Trois décennies plus tard, la musique numérique a remplacé les CD. Aux États-Unis, l’industrie de la musique en ligne représente 80% des revenus de l’industrie. Si l’on réexamine les critères qui ont rendu le vinyle obsolète, les technologies de diffusion de musique en ligne dépassent les CD sur tous les aspects: la qualité est bonne, et adieu problèmes d’égratignures ou de stockage.
La seule caractéristique à laquelle les CD peuvent se raccrocher est la présence matérielle – certaines personnes veulent posséder un objet que l’on peut toucher et exposer dans sa maison. Mais sur cet aspect, il semble que le vinyle réussisse bien mieux que les disques compacts. Et donc, les gens attirés par les objets physiques sont plus portés à acheter des vinyles pour accompagner leur consommation numérique.
Prédateurs… et proie
Comme l’expliquent les chercheurs, cette histoire est celle des prédateurs et des proies, et pas seulement dans l’industrie de la musique.
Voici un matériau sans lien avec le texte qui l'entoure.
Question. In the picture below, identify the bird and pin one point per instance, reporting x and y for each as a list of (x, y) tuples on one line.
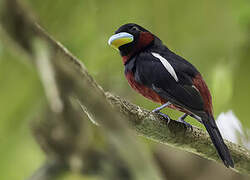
[(162, 76)]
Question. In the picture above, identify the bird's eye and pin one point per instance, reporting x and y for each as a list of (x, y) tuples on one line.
[(134, 28)]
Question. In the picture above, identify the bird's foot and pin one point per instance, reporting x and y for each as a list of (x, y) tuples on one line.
[(166, 117), (185, 123)]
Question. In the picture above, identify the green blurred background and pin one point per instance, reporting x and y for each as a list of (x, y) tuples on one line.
[(213, 35)]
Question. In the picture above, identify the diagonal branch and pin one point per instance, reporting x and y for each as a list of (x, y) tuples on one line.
[(145, 123)]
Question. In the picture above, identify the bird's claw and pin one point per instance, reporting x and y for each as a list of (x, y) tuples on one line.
[(189, 126), (163, 115)]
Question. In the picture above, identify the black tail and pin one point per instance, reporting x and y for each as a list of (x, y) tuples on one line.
[(217, 140)]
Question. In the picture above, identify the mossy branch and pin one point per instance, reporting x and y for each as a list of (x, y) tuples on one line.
[(145, 123)]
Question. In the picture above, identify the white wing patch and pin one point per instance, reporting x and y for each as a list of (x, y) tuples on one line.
[(167, 65)]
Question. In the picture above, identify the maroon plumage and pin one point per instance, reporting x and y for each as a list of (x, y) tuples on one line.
[(162, 76)]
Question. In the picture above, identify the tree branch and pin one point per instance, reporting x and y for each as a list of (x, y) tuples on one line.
[(145, 123)]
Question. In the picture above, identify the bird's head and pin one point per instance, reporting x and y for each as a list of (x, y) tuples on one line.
[(130, 39)]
Une fois que l’apparition d’une nouvelle technologie mène à l’extinction d’une précédente innovation, il peut être intéressant d’observer ce qui existait auparavant. Certaines caractéristiques d’une technologie disparue depuis longtemps pourraient redevenir pertinentes et attirantes, maintenant que le « prédateur » est disparu. La clé consiste à identifier la façon d’accentuer ces caractéristiques pour que l’ancien format fonctionne parallèlement au nouveau.
Dans l’industrie de la photo, la première génération de films analogues a été pratiquement entièrement remplacée par une deuxième génération d’appareils numériques. Une troisième génération, s’appuyant sur les téléphones intelligents et les réseaux sociaux, n’a pas été originalement conçue pour l’impression sur support physique.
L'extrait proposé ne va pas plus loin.